Marker Gene Identification

Ashley Sawle, Zeynep Kalender-Atak, Hugo Tavares

Jun 2022

Single Cell RNAseq Analysis Workflow

Identifying Cluster Marker Genes

Our goal is to identify genes that are differently expressed between clusters

Calculate effect sizes that capture differences in:

  • mean expression level
  • rank of expression
  • proportion of cells expressing the gene

These are calculated in pairwise cluster comparisons.

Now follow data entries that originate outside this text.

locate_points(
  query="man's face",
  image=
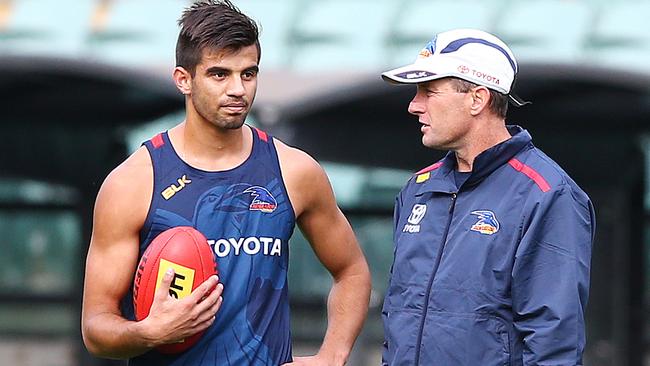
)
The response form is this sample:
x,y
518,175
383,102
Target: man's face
x,y
224,86
443,113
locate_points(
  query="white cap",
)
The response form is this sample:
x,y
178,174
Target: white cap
x,y
468,54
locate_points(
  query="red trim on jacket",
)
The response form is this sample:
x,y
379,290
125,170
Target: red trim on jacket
x,y
157,141
262,135
530,173
430,168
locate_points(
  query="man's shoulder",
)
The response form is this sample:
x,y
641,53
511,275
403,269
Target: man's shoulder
x,y
295,160
545,172
132,175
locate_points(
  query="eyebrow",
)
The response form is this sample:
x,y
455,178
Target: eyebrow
x,y
217,69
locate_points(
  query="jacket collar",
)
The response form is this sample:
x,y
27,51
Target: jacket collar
x,y
442,179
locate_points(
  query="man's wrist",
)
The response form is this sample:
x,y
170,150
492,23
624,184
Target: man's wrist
x,y
333,357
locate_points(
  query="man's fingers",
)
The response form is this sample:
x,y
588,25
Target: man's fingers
x,y
204,289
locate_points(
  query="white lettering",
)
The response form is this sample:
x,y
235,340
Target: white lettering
x,y
265,242
250,245
277,247
254,249
411,229
236,244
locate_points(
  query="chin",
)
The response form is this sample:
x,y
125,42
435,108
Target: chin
x,y
230,123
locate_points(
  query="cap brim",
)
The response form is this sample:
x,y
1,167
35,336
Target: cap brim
x,y
517,101
409,74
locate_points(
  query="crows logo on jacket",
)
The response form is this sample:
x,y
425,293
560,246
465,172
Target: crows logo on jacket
x,y
487,222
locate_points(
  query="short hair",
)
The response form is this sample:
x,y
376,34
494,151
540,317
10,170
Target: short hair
x,y
498,101
215,25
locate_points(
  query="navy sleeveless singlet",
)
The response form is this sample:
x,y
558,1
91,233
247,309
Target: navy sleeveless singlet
x,y
246,215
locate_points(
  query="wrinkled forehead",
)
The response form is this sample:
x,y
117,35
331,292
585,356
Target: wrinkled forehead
x,y
247,56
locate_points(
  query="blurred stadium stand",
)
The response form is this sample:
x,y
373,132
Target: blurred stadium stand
x,y
302,41
313,35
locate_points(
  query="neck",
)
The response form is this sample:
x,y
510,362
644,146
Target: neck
x,y
480,140
207,147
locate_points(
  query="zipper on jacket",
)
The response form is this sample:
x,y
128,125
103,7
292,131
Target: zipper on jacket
x,y
452,205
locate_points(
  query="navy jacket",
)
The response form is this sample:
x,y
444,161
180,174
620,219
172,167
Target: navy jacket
x,y
492,269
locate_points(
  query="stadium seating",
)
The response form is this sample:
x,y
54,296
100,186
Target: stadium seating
x,y
620,36
546,30
44,27
342,34
420,20
137,32
348,35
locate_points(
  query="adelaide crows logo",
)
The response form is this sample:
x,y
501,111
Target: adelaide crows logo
x,y
487,222
263,200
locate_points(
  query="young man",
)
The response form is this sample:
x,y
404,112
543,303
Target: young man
x,y
244,191
493,242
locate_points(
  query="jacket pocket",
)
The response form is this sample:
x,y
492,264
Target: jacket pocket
x,y
464,339
400,334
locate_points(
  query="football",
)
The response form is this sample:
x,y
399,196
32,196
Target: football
x,y
184,249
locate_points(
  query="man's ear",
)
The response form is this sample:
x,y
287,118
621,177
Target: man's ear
x,y
480,99
183,80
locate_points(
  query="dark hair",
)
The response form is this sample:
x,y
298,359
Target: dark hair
x,y
213,24
498,101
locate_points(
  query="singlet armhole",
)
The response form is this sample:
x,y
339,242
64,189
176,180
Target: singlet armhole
x,y
146,226
276,156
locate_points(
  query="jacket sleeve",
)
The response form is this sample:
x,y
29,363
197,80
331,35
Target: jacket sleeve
x,y
550,279
384,314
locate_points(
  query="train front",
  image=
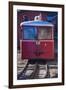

Cohen’s d: mean difference

  • Log(fold change) of mean gene expression, standardized by the average standard deviation across the groups.
  • Positive value indicates upregulation in the cluster of interest, and vice-versa.

AUC: rank difference

  • “Area Under the Curve” quantifies the ability to distinguish between two gene expression distributions.
  • Measures the likelihood that a random cell in the cluster of interest has a higher expression of the gene than a random cell in the other cluster.
  • Takes no account of the magnitude of gene expression.
  • Ranges from 0 to 1, which can be interpreted as:
    • 1 = upregulation
    • 0 = downregulation
    • 0.5 = no difference

Detection rate difference

  • Log(fold change) in the proportion of cells in which the gene is detected (counts > 0) in the cluster of interest versus the proportion of cells in which the gene is detected in the other cluster.
  • Takes no account of the magnitude of gene expression.
  • Positive values indicate that the gene is detected in more cells in the cluster of interest than the other cluster.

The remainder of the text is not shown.